Dear Commons Community,
The New York Times has an article today entitled, “For Big-Data Scientists, ‘Janitor Work’ Is Key Hurdle to Insights”, that describes the efforts needed in cleaning up large amounts of raw digital data in order to realize any benefits. Specifically, it examines what data scientists call “data wrangling,” “data munging” and “data janitor work” . Here is an excerpt:
“The field known as “big data” offers a contemporary case study. The catchphrase stands for the modern abundance of digital data from many sources — the web, sensors, smartphones and corporate databases — that can be mined with clever software for discoveries and insights. Its promise is smarter, data-driven decision-making in every field. That is why data scientist is the economy’s hot new job.
Yet far too much handcrafted work — what data scientists call “data wrangling,” “data munging” and “data janitor work” — is still required.
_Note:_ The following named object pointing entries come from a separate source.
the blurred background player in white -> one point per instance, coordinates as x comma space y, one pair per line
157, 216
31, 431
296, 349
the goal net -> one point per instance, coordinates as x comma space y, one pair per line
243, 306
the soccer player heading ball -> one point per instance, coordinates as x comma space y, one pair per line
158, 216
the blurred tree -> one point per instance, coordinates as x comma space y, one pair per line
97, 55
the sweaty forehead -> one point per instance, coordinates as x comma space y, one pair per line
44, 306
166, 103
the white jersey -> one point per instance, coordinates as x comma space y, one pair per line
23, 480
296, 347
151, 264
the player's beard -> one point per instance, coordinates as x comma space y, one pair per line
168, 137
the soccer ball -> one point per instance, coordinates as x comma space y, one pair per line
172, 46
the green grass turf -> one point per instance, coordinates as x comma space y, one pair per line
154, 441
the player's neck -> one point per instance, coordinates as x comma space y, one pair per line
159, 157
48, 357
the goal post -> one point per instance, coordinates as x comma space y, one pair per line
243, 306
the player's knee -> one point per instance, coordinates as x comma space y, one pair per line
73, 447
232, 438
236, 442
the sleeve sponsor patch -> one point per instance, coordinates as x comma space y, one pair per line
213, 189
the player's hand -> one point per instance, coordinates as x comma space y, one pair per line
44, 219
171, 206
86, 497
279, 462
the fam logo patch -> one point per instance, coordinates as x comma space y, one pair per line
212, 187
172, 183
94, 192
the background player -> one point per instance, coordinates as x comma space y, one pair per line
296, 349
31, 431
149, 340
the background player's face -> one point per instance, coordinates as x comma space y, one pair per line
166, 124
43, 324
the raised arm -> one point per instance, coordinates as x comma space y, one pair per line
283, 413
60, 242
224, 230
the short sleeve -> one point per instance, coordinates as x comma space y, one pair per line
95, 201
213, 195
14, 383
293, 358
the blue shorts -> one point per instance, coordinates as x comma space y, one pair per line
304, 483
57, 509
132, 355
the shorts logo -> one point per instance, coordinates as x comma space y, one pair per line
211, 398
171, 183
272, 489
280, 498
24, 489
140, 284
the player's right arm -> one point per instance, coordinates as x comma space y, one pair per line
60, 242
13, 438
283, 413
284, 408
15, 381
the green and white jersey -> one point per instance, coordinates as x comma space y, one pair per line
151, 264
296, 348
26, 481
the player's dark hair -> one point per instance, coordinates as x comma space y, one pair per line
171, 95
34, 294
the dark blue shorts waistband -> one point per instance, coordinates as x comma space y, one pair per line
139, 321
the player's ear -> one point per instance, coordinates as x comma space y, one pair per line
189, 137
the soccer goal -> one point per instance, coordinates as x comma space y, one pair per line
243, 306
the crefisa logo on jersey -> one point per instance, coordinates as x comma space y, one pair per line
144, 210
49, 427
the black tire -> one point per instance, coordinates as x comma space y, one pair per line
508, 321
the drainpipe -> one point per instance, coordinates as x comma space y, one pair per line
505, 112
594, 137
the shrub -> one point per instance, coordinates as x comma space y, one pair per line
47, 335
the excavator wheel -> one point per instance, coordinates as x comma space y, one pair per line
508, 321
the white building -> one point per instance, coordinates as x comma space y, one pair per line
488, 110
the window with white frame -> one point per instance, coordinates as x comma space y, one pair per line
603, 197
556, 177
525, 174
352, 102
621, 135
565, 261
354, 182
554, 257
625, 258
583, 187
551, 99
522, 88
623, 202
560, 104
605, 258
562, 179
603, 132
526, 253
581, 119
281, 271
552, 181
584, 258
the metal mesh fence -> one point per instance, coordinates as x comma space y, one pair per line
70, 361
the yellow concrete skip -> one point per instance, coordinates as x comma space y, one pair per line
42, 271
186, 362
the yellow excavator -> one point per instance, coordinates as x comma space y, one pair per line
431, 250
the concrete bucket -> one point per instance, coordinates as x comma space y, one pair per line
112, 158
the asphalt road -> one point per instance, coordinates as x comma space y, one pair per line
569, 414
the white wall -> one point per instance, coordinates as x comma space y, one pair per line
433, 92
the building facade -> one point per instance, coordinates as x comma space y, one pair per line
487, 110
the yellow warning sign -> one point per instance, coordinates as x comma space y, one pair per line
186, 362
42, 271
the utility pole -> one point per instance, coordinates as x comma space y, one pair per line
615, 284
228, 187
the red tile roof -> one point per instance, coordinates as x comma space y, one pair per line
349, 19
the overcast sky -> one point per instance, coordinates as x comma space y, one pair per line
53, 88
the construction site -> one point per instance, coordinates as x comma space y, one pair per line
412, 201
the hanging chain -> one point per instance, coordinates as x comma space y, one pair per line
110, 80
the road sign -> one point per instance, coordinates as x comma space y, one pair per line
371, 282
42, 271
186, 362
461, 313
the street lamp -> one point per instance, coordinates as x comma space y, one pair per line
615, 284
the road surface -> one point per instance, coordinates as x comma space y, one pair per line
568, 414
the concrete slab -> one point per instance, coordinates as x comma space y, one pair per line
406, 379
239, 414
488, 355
Data scientists, according to interviews and expert estimates, spend from 50 percent to 80 percent of their time mired in this more mundane labor of collecting and preparing unruly digital data, before it can be explored for useful nuggets…
“It’s an absolute myth that you can send an algorithm over raw data and have insights pop up,” said Jeffrey Heer, a professor of computer science at the University of Washington and a co-founder of Trifacta, a start-up based in San Francisco.
Timothy Weaver, the chief information officer of Del Monte Foods, calls the predicament of data wrangling big data’s “iceberg” issue, meaning attention is focused on the result that is seen rather than all the unseen toil beneath.”
As someone who has followed and written about data-driven decision making and the use of big data in education, the comments provided in this article are very much on target and should be heeded for any organization planning to invest in big data applications.
The article goes on to describe several small start-up companies that are trying to develop software to ease some of the big data janitorial work issues but acknowledges that much progress is still needed. “We really need better tools so we can spend less time on data wrangling and get to the sexy stuff,” said Michael Cavaretta, a data scientist at Ford Motor, which has used big data analysis to trim inventory levels and guide changes in car design.